Mathematically, positional hit and miss scores are calculated at each position \(i\) in a rank-ordered list of length \(L\) based on the ranks of the screened shRNAs targeting the gene of interest, \(G_{f, t} = (h_1, ..., h_{|G_{f, t}|})\), where each \(h\) represents a single rank in the rank ordered list:
\(P_H(G_{f, t}, i) = \sum_{h_{j \leq i} \in G_{f, t}} \frac{h_j}{\sum_{h \in G_{f, t}}h}\)
\(P_M(G_{f, t}, i) = \sum_{h_{j \leq i} \not\in G_{f, t}} \frac{1}{L - |G_{f, t}|}\)
Similarly, inverse positional ES are computed to test for rank enrichment at the right end of the rank-ordered list using an inverse shRNA rank set \(G^I_{f, t} \) where
\(G^I_{f, t} = L - G_{f, t} + 1\)
Finally, dES are computed as
\(\epsilon_d(G_{f, t}) = \max[\max(P_H(G_{f, t}) - P_M(G_{f, t})), \max(\vec{P}_H(G^I_{f, t}) - \vec{P}_M(G^I_{f, t}))\)

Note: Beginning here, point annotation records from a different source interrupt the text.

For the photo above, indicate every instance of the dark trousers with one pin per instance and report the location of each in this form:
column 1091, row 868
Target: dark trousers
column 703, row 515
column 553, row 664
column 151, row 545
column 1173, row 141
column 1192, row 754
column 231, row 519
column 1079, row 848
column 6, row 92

and multiplied with -1 if the inverse directional ES is greater than the directional ES.
Implementation
A Java implementation of dRIGER can be obtained here (Java 1.7 or higher is required):- dRIGER 1.0.0 Executable Jar File with dependencies* (recommended)
- dRIGER 1.0.0 Executable Jar File without dependencies
* includes Apache commons-math 3.4.1
usage:
dRIGER <matrixFilePath> <plateColumnIndex>
<wellColumnIndex> <geneIdentifierColumnIndex>
<timePointColumnIndex> <featureIndexOffset>
[<verbose>] [<numPermutations>] [<separator>]

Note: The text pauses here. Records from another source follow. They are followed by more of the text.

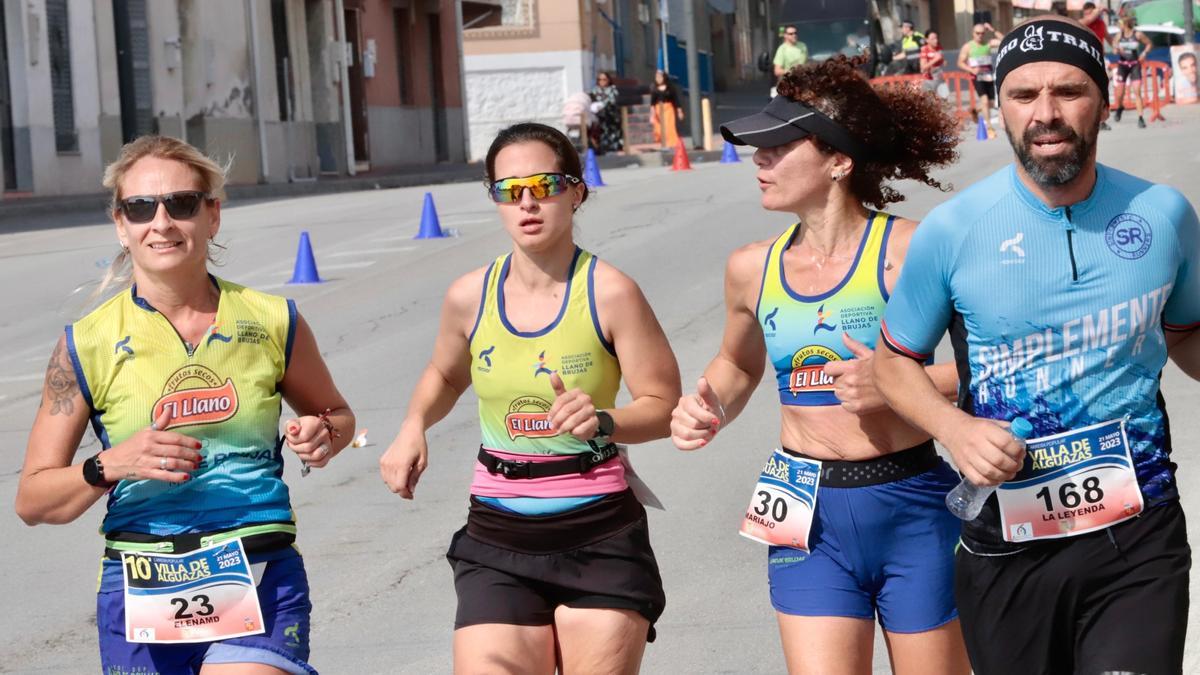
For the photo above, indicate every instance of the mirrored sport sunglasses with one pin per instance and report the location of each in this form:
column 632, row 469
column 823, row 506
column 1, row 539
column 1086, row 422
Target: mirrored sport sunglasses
column 540, row 185
column 180, row 205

Argument | Description | Default value | Example |
---|---|---|---|
matrixFilePath | path to hairpin data matrix file | - | data/matrix.txt |
plateColumnIndex | index* of plate column in hairpin data matrix file | - | 0 |
wellColumnIndex | index* of well column in hairpin data matrix file | - | 1 |
geneIdentifierColumnIndex | index* of gene identifier column in hairpin data matrix file | - | 2 |
timePointColumnIndex | index* of time point column in hairpin data matrix file | - | 3 |
featureIndexOffset | index* of first feature column in hairpin data matrix file | - | 4 |
verbose | 1 or 0, if the former is specified, position specific scores are written to disk | 0 | 1 |
numPermutations | number of permutations performed in normalization step | 1000 | 1500 |
separator | column separator of hairpin data matrix file | ,|\t | ; |
Example
Hairpin data matrix file (matrix.txt) with three genes (gene1, gene2, gene3), three hairpins per gene, three features (feature1, feature2, feature3), one plate:
plate,well,gene_symbol,timepoint,feature1,feature2,feature3 plate1,A01,gene1,1,1.78889837051485,-1.38559942409011,-0.110859234100811 plate1,A02,gene2,1,-2.06584308249532,-0.157681530348831,-0.220422916467628 plate1,A03,gene3,1,0.0221250758955861,1.46538326829911,2.87106063095209 plate1,B01,gene2,1,-2.0529896774323,0.48586370321946,-1.1306750087691 plate1,B02,gene1,1,1.97104539052258,-2.0843637263815,-0.15153882256323 plate1,B03,gene3,1,1.71205856937918,0.466104405313041,-1.17867810808908 plate1,C01,gene3,1,0.432190476190475,1.0166497978926,-1.975492519911615 plate1,C02,gene2,1,-1.27350105047672,0.833864097839698,-0.941516050116743 plate1,C03,gene1,1,1.75521582733811,-1.185443963569041,0.180740762397609
Run dRIGER with appropriate arguments:
java -jar dRIGER-jar-with-dependencies.jar matrix.txt 0 1 2 3 4
dRIGER console output:
preprocessing: initialization preprocessing: done generation: initialization dRIGER for feature tp1_feature1 successfully calculated dRIGER for feature tp1_feature2 successfully calculated dRIGER for feature tp1_feature3 successfully calculated generation: done condensation: initialization condensation: done
Enrichment scores were saved to dRIGER_enrichment_scores.txt. The temp directory can be deleted after dRIGER completed the condensation step.